The data is streamed through Kafka from where Spark Streaming consumes it, processes it, applies the rules and loads the results into HBase.

This  would normally be hand-coded, making it time consuming to implement, manage, extend and deploy. Also it can take several arduous days and weeks to setup and configure monitoring.

With Sparkflows we build the workflow using prebuilt nodes in the workflow editor. We are also able to test it out interactively within the web browser. Once ready, we take the json representation of the workflow and deploy it on the spark cluster. The whole process for this use case takes less than 30 minutes to build and deploy end to end. The execution time at each step is also available allowing us to optimize the right areas for performance.

Below is the workflow we built with Sparkflows. Schema propagation happens seamlessly through the workflow making it easy to configure each of the nodes.



kafka-spark-workflowThe input data consists of text lines in the following format:

taxi id, date time, longitude, latitude


The Kafka node pulls in the data from Kafka, FieldSplitter splits the line column in the incoming records into taxi_id, date_time, latitude and longitude columns. The ConcatColumns node concatenates the taxi_id and date_time columns to generate the row key for HBase. HBaseLoad node maps and loads the records into HBase




Normally it is a lengthy process to load data into HBase. The visual mapping with Sparkflows takes the complexity away.

In each micro-batch interval we can receive multiple events from a taxi. For the use case, the total distance travelled by any taxi in the interval is calculated and loaded into another table into HBase. This means that the front end querying HBase does not have to deal with too many computations and overall the system is scalable. For this purpose, we write a processing node called NodeDistanceComputer and plug it into the system. It is not included in the workflow and would be there in the next post. We, thus see that Sparkflows is developer friendly in terms of adding functionality and also having it plugged into the User Interface.

Rules engine over streaming data is also upcoming feature in Sparkflows. It would read in the rules and apply them over the stream or multiple streams of data. It would thus enable complex event processing.

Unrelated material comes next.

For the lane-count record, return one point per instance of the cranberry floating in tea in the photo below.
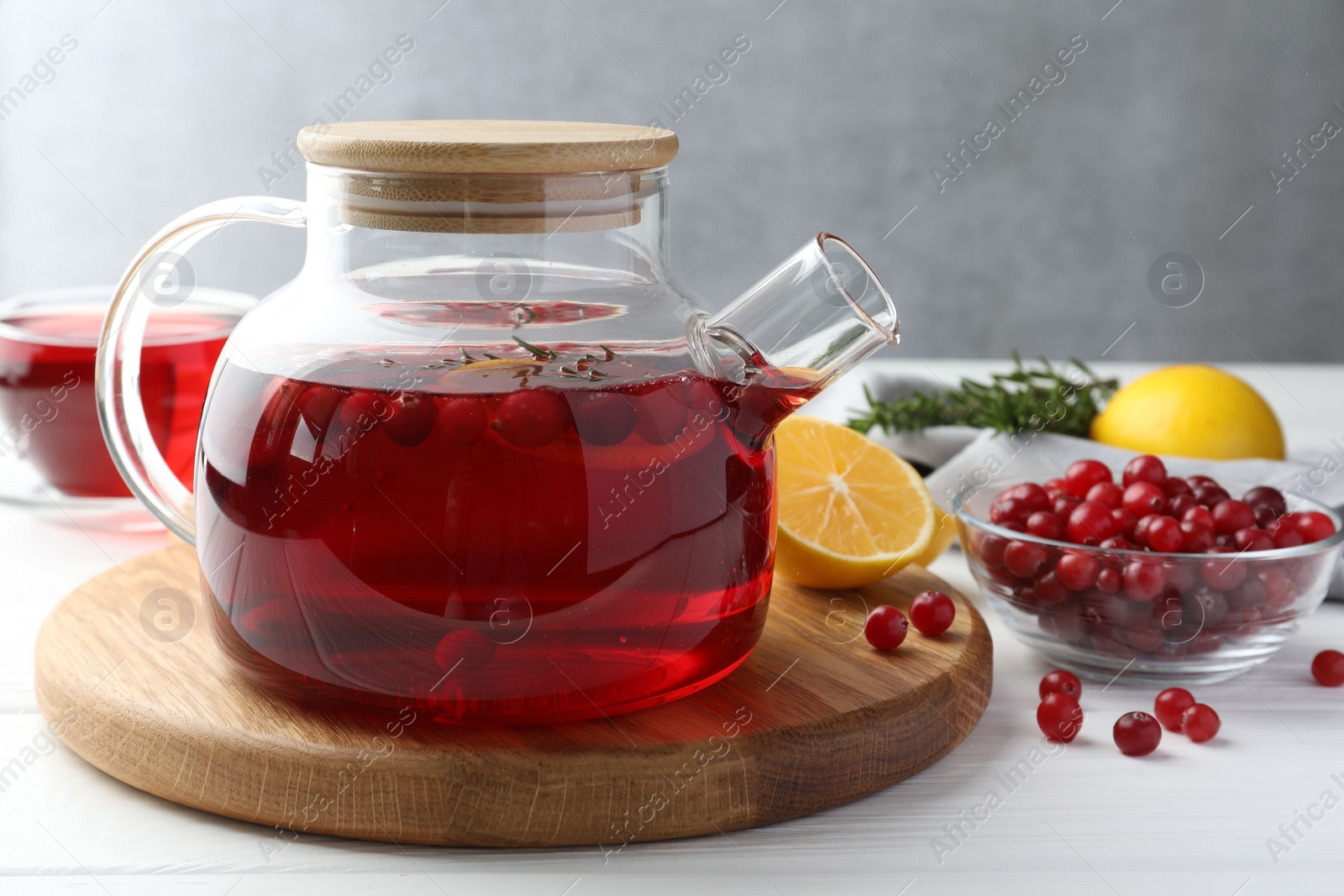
(483, 456)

Monitoring data pipelines with OpsClarity


We monitor our data pipelines with Opsclarity. Setting up OpsClarity was remarkably easy. All we had to do was install OpsClarity agents on each of the machines. Everything else was automated. OpsClarity automatically discovers all the services running on the hosts, creates logical services clusters, configures metric collection, and sets up anomaly detection for high quality alerting and notification. This process, which typically can take weeks, was done automatically by OpsClarity in a matter of a couple of hours once we installed the agents. In addition, OpsClarity provided a logical topology of our entire data pipeline.

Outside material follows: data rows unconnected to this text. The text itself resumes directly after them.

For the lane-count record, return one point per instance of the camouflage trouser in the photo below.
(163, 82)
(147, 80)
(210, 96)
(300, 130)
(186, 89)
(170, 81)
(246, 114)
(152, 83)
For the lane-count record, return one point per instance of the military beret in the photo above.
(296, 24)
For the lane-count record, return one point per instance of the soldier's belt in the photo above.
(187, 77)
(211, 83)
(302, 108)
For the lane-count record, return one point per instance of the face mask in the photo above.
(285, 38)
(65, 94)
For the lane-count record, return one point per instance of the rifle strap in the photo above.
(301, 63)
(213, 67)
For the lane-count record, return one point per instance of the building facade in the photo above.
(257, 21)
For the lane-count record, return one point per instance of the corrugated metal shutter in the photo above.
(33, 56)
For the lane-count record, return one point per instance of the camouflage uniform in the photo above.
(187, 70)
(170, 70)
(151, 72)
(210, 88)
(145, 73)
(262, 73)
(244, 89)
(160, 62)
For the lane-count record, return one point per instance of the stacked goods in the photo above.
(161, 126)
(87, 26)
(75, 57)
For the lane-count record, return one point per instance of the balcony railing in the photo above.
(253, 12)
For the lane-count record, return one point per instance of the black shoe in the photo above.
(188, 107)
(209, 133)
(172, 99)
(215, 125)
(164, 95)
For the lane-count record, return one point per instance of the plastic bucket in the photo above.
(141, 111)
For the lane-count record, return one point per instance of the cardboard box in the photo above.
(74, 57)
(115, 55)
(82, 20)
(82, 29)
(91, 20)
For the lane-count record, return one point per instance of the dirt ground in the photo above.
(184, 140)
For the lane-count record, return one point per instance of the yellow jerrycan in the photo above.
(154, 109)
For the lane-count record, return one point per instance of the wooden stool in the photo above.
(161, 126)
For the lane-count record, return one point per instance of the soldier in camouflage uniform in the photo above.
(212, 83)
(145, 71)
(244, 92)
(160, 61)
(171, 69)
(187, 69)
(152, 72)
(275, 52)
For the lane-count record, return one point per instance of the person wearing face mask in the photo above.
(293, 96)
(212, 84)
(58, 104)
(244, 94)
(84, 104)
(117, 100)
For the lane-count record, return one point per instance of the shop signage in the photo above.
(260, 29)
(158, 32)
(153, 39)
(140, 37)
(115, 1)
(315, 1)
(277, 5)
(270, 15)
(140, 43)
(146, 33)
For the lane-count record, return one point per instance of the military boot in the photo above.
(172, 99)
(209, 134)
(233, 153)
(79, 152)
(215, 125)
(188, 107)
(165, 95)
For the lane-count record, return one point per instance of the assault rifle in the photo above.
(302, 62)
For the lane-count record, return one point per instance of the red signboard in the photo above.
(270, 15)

OpsClarity allowed us to get end to end visibility in the pipeline. We were able get visibility into common concerns that typically affect NRT data pipelines, such as through-put, back-pressure, latency etc. all in a user friendly and extremely intuitive topology that is overlaid with the health of each logical service. Because it not only collects raw metrics, but also captures an enormous amount of meta-data associated with each metric and service, it is able to apply very specific anomaly detection and alerting rules, that allow for early detection and notification of issues that affect the data pipeline.